L’Interview | Rhoda Scott 

À l’âge de 81 ans, la « Barefoot Lady », surnommée ainsi car elle active pieds nus le pédalier de son orgue, viendra brûler les planches de quelques scènes provençales. Petite conversation déconfinée avec une grande dame du jazz, d’origine étasunienne mais solidement établie dans l’hexagone.

 

Comment vivez-vous cette période singulière ?

Je suis très enthousiaste à l’idée de retourner sur scène. Pendant le confinement, je n’ai pas cessé de m’entraîner pour conserver toutes mes capacités. J’ai surtout travaillé le côté technique pour éviter de m’ankyloser. Certains ont livré des performances sur internet. Ce n’est pas mon cas.

 

En tant que jazzwoman, comment envisagez-vous la place des femmes dans cet univers musical ?

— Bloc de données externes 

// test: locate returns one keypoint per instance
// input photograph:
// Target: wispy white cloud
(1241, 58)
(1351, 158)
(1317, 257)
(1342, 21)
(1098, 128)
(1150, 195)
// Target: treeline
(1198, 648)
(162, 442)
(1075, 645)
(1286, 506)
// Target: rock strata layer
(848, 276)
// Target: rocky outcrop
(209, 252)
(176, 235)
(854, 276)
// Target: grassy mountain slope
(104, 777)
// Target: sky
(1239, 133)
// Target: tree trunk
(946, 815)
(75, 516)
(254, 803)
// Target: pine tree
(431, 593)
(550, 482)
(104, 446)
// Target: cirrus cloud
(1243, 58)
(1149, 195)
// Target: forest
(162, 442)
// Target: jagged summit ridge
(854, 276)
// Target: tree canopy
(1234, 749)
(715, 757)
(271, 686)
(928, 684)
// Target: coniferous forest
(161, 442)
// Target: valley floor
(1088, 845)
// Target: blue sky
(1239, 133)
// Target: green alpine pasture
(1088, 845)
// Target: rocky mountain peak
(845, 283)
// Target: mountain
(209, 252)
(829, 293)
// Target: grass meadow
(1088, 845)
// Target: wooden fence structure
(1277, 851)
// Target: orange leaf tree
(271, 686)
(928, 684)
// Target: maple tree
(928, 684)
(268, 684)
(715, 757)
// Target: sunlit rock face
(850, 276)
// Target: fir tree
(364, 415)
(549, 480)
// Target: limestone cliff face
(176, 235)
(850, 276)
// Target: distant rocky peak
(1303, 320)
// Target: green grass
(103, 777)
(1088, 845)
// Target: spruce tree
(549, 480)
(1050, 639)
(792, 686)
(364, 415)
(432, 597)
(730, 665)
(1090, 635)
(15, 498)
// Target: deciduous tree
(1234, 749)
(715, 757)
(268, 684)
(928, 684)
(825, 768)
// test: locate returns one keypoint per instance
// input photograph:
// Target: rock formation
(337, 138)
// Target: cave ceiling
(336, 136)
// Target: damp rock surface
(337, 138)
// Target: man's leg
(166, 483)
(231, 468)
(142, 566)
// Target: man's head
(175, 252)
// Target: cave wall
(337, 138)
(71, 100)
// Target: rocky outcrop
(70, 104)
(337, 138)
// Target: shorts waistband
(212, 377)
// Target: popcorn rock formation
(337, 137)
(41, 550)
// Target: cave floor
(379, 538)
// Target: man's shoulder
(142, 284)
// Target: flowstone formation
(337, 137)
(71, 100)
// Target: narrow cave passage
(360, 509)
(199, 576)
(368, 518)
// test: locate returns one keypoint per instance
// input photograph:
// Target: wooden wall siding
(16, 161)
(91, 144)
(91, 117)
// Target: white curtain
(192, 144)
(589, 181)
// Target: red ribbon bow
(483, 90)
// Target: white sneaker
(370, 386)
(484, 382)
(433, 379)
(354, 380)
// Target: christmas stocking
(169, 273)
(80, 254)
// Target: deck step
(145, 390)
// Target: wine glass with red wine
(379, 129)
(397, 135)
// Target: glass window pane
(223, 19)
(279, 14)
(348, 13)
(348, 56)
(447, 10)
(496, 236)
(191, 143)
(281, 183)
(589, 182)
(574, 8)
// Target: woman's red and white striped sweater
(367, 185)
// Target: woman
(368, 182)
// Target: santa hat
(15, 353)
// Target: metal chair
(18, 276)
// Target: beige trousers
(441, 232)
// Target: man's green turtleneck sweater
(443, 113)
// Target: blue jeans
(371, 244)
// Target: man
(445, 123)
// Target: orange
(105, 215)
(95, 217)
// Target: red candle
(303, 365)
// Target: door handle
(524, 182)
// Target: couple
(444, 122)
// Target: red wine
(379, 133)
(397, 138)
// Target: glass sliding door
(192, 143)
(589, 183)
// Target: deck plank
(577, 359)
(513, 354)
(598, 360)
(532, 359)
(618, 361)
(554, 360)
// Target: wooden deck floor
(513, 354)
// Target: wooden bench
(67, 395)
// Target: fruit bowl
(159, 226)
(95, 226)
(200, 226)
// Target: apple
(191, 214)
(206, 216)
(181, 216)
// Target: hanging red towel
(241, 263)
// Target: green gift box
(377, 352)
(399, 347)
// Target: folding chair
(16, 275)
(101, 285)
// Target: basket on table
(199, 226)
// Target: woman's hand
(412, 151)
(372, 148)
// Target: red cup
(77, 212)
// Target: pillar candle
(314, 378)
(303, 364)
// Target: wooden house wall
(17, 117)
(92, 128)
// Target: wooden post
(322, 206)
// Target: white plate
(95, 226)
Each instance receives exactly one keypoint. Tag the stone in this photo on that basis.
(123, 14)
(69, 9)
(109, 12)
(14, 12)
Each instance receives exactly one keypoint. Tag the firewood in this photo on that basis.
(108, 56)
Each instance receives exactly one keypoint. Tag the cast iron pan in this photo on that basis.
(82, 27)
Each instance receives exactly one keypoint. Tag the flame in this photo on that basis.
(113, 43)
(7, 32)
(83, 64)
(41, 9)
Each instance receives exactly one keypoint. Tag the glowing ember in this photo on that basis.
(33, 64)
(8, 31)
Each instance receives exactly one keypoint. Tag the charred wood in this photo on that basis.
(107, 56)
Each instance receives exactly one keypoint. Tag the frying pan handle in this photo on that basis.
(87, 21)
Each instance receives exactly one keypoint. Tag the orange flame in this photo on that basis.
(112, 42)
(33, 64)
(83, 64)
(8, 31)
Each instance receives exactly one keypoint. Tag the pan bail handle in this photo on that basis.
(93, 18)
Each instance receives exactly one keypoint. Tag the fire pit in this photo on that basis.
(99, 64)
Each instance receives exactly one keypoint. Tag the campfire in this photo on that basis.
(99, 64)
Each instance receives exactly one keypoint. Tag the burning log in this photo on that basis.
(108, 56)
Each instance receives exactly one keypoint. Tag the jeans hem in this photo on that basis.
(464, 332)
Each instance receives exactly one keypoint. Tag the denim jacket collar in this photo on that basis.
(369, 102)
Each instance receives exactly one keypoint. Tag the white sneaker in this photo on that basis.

J’ai la chance d’être entourée de jeunes femmes très créatives, en particulier au sein de mon Ladies Quartet, avec des saxophonistes comme Sophie Alour, Lisa Cat-Berro, Géraldine Laurent ou la batteuse Julie Saury. Les femmes ont particulièrement percé dans le jazz pendant la Seconde Guerre mondiale aux États-Unis, quand les hommes étaient au front. Puis elles sont retournées dans leurs foyers. Pour ma part, je ne peux pas me plaindre, même si parfois j’ai senti quelques réticences pour le simple fait que je suis une femme. Je me suis affirmée. Je crois savoir qu’il n’y a que 7 % de femmes dans les musiciens de jazz. Mais la conscience des capacités artistiques de celles-ci se développe. Avec l’air du temps, elles sont en train de s’affirmer. On ose enfin dire que l’on fait du jazz ! Avec mon groupe de femmes, on voit souvent des familles qui viennent discuter avec nous après nos concerts, pendant les signatures, et qui nous disent qu’on sert d’exemple pour leurs filles, qu’elles sont fières… ce n’est plus une curiosité : c’est une fierté.

 

Comment percevez-vous les mobilisations des populations de part et d’autre de l’Atlantique suite, entre autres, à l’assassinat de George Floyd par la police ?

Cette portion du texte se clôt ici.